Eighteen years is not a short time; it’s long enough for a baby to become an adult. On 4 June this year, a strange incident occurred. In Chengdu, the capital of the province of Sichuan, a city with a population of 11 million, the small-ads pages of an evening newspaper contained a short item that read: ‘Salute to the steadfast mothers of the 4 June victims.’ The entry was noticed by some readers, scanned and uploaded onto the internet, where it rapidly circulated. The authorities jumped to investigate. Within days, three of the paper’s editors had been fired. How had the wall of silence been breached? The girl in charge of the small ads, born in the 1980s, had called the number given by the person who placed the ad to ask what the date referred to. Told it was a mining disaster, she cleared it. No one had ever spoken to her about 1989. Censorship devours its own children.

Read about the decision-making behind the inicident-that-must-not-be-named in The Tiananmen Papers.

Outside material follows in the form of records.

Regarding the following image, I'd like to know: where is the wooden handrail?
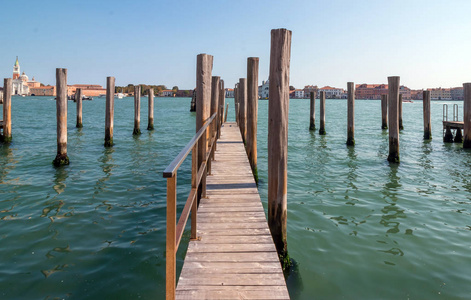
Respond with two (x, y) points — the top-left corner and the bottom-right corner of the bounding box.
(163, 112), (220, 300)
(164, 113), (216, 178)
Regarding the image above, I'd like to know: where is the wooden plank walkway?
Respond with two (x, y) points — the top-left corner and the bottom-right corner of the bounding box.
(176, 123), (289, 299)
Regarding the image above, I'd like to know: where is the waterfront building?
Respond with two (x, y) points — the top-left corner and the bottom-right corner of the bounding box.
(303, 85), (318, 98)
(317, 86), (344, 99)
(294, 89), (304, 99)
(226, 88), (234, 98)
(450, 87), (464, 100)
(159, 90), (173, 97)
(12, 56), (29, 95)
(258, 80), (270, 99)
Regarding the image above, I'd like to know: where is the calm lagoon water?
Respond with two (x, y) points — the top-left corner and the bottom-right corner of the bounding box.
(0, 97), (471, 299)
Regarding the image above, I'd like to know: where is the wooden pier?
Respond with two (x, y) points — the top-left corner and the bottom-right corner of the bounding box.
(176, 123), (289, 299)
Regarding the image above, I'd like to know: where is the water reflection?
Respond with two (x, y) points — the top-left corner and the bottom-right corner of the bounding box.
(0, 144), (18, 184)
(94, 147), (116, 195)
(380, 164), (406, 233)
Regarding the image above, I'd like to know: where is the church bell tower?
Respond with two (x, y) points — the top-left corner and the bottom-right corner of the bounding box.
(13, 56), (20, 79)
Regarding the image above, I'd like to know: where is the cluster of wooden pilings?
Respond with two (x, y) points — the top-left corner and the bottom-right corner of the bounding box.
(0, 68), (159, 166)
(309, 76), (471, 163)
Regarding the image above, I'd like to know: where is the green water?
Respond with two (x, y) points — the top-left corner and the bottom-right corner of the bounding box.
(0, 97), (471, 299)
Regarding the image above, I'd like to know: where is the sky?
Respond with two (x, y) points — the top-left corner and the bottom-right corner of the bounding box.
(0, 0), (471, 89)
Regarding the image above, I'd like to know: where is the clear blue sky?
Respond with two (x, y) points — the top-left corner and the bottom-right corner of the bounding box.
(0, 0), (471, 89)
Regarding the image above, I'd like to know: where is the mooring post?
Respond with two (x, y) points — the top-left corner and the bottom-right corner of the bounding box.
(105, 77), (115, 147)
(75, 89), (83, 128)
(238, 78), (247, 143)
(422, 91), (432, 140)
(234, 83), (239, 125)
(388, 76), (400, 163)
(196, 54), (213, 199)
(463, 82), (471, 148)
(319, 91), (326, 135)
(399, 94), (404, 130)
(268, 29), (291, 267)
(347, 82), (355, 146)
(0, 78), (13, 143)
(247, 57), (259, 177)
(209, 76), (221, 158)
(381, 95), (388, 129)
(132, 85), (141, 135)
(218, 79), (226, 139)
(309, 92), (316, 130)
(53, 68), (69, 166)
(147, 88), (154, 130)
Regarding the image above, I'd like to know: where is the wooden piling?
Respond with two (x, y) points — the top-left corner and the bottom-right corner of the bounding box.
(399, 94), (404, 130)
(422, 91), (432, 140)
(388, 76), (400, 163)
(347, 82), (355, 146)
(75, 89), (83, 128)
(268, 29), (291, 266)
(196, 54), (213, 198)
(463, 82), (471, 148)
(53, 68), (69, 167)
(309, 92), (316, 130)
(105, 77), (115, 147)
(246, 57), (259, 176)
(209, 76), (221, 156)
(147, 88), (154, 130)
(0, 78), (13, 143)
(319, 91), (326, 135)
(381, 95), (388, 129)
(238, 78), (247, 143)
(132, 85), (141, 135)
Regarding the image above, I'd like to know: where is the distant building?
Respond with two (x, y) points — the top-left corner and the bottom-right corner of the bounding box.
(303, 85), (318, 98)
(12, 56), (29, 95)
(226, 88), (234, 98)
(427, 87), (451, 100)
(258, 80), (270, 99)
(67, 84), (106, 97)
(355, 83), (411, 100)
(159, 90), (173, 97)
(317, 86), (343, 99)
(294, 89), (304, 99)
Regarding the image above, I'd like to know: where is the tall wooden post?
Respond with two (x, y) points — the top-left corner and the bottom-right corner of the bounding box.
(399, 94), (404, 130)
(53, 68), (69, 166)
(319, 91), (326, 135)
(0, 78), (13, 143)
(388, 76), (400, 163)
(132, 85), (141, 135)
(247, 57), (259, 176)
(309, 92), (316, 130)
(347, 82), (355, 146)
(105, 77), (115, 147)
(218, 80), (226, 132)
(196, 54), (213, 197)
(268, 29), (291, 266)
(423, 91), (432, 140)
(463, 82), (471, 148)
(381, 95), (388, 129)
(234, 83), (239, 125)
(209, 76), (221, 155)
(238, 78), (247, 142)
(147, 88), (154, 130)
(75, 89), (83, 128)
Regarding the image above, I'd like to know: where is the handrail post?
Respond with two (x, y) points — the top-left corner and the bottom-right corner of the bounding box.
(190, 142), (198, 240)
(165, 173), (177, 300)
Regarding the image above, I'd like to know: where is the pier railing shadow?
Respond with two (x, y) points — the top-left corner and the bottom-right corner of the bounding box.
(163, 112), (221, 299)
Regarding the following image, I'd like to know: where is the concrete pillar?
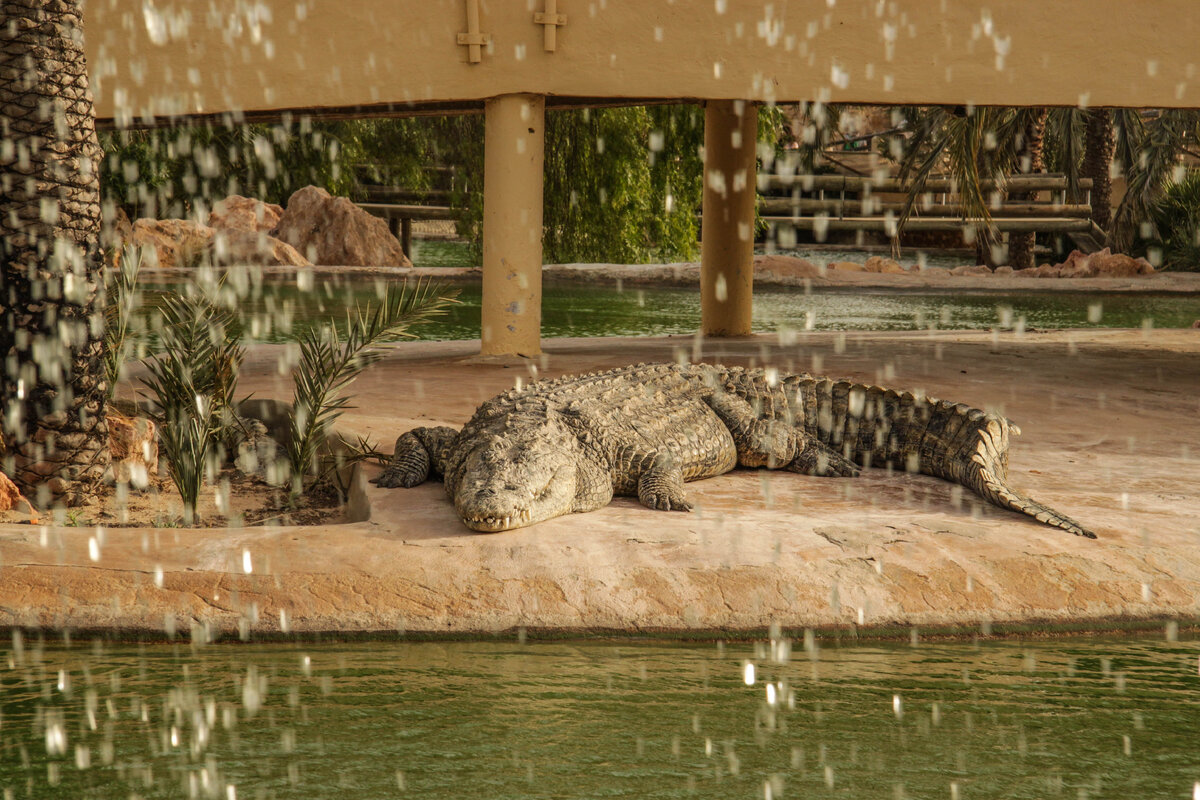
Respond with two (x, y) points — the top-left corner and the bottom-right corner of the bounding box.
(480, 95), (546, 355)
(700, 100), (758, 336)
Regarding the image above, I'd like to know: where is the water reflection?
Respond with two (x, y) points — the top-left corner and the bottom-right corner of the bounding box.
(140, 279), (1200, 342)
(0, 639), (1200, 800)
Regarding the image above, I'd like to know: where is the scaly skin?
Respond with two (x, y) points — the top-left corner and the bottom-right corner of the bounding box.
(377, 363), (1096, 539)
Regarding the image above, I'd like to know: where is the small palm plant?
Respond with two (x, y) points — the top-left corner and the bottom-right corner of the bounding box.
(104, 241), (142, 399)
(142, 294), (245, 524)
(287, 281), (457, 499)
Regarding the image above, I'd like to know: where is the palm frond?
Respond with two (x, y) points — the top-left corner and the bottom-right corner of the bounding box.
(287, 281), (457, 494)
(1111, 108), (1200, 249)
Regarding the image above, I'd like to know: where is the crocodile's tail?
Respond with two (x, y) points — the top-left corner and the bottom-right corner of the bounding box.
(797, 377), (1096, 539)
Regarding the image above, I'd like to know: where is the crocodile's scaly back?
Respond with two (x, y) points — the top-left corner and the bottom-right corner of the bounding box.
(379, 363), (1094, 537)
(785, 375), (1096, 539)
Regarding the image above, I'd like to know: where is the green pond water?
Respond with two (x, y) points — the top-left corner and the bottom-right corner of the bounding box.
(0, 637), (1200, 800)
(133, 279), (1200, 342)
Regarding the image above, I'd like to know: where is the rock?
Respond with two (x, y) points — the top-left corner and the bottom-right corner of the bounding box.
(754, 254), (824, 278)
(100, 201), (133, 249)
(1079, 247), (1154, 278)
(209, 194), (283, 233)
(863, 255), (908, 275)
(212, 230), (312, 266)
(1036, 247), (1154, 278)
(0, 473), (37, 523)
(271, 186), (413, 266)
(130, 219), (216, 270)
(107, 410), (158, 489)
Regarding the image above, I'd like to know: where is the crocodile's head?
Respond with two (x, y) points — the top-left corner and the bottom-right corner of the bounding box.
(454, 435), (578, 533)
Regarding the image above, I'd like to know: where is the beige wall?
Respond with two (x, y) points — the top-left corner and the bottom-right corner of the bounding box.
(85, 0), (1200, 124)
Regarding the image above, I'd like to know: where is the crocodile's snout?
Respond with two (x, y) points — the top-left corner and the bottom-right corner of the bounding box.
(455, 444), (575, 533)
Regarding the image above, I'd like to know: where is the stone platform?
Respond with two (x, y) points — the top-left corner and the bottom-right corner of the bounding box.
(0, 330), (1200, 634)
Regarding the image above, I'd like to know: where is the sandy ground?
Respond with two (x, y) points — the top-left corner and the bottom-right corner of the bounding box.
(0, 330), (1200, 636)
(140, 255), (1200, 293)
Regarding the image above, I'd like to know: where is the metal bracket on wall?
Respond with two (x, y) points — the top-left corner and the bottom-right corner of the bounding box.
(458, 0), (492, 64)
(533, 0), (566, 53)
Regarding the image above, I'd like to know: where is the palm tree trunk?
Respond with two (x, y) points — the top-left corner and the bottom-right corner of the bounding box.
(1084, 108), (1117, 233)
(0, 0), (109, 506)
(1008, 108), (1049, 270)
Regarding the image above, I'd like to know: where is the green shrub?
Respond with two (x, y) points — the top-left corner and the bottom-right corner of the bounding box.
(1146, 170), (1200, 272)
(142, 293), (245, 524)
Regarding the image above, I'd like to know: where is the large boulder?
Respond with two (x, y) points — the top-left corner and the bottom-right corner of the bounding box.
(271, 186), (413, 266)
(950, 264), (991, 276)
(1016, 247), (1154, 278)
(107, 409), (158, 489)
(130, 219), (216, 270)
(754, 253), (824, 278)
(209, 194), (283, 233)
(0, 473), (37, 523)
(212, 230), (312, 266)
(863, 255), (908, 275)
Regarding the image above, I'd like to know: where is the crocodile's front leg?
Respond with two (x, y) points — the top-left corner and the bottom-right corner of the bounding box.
(786, 438), (859, 477)
(373, 426), (458, 489)
(637, 457), (691, 511)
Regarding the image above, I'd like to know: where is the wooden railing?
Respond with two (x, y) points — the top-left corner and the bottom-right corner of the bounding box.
(758, 174), (1104, 251)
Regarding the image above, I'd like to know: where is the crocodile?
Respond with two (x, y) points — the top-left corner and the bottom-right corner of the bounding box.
(376, 363), (1096, 539)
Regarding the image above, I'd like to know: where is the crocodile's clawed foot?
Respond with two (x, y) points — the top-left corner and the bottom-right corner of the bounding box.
(637, 494), (691, 511)
(637, 467), (691, 511)
(787, 441), (860, 477)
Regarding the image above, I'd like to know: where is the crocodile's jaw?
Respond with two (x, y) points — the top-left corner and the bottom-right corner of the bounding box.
(458, 509), (533, 534)
(454, 457), (576, 534)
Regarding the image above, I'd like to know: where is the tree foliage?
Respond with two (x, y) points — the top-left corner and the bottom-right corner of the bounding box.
(101, 106), (787, 263)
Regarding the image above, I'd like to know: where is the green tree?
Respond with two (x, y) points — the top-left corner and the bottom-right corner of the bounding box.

You’ll swear you’re reading bad science fiction. I was fortunate enough to travel to China last year on business, though in fairness, I was told by my native hosts that if you’ve only seen Shanghai, you haven’t really seen China. The only images of Mao I saw were in the souvenir shops, and I still regret not picking up the wind-up alarm clock that had him waving the seconds away. I found a statue of Sun Yat Sen down by the river, and one morning saw about a dozen young men in dress military uniforms marching down the street. But really, that was about it.

Shanghai is glittering, astonishing place in many parts. In other parts, not so shiny. But all of it was big. Really, really big. So big that it sort of defies description. High-rise apartment buildings go on for as far as the eye can see.

I just read recently that the population of the Shanghai municipality has topped 20 million.  By way of comparison, the state of Georgia, our previous home, had a population of just over 9 million in 2005, and that’s spread out over a land area of around 60,000 square miles. Shanghai’s land area is about 2400 sq. miles. No wonder they’re building upwards.

I devour news about China pretty regularly, and commend to you the most recent issue of the Atlantic Monthly, which featured a special focus on China, spearheaded by the excellent James Fallows.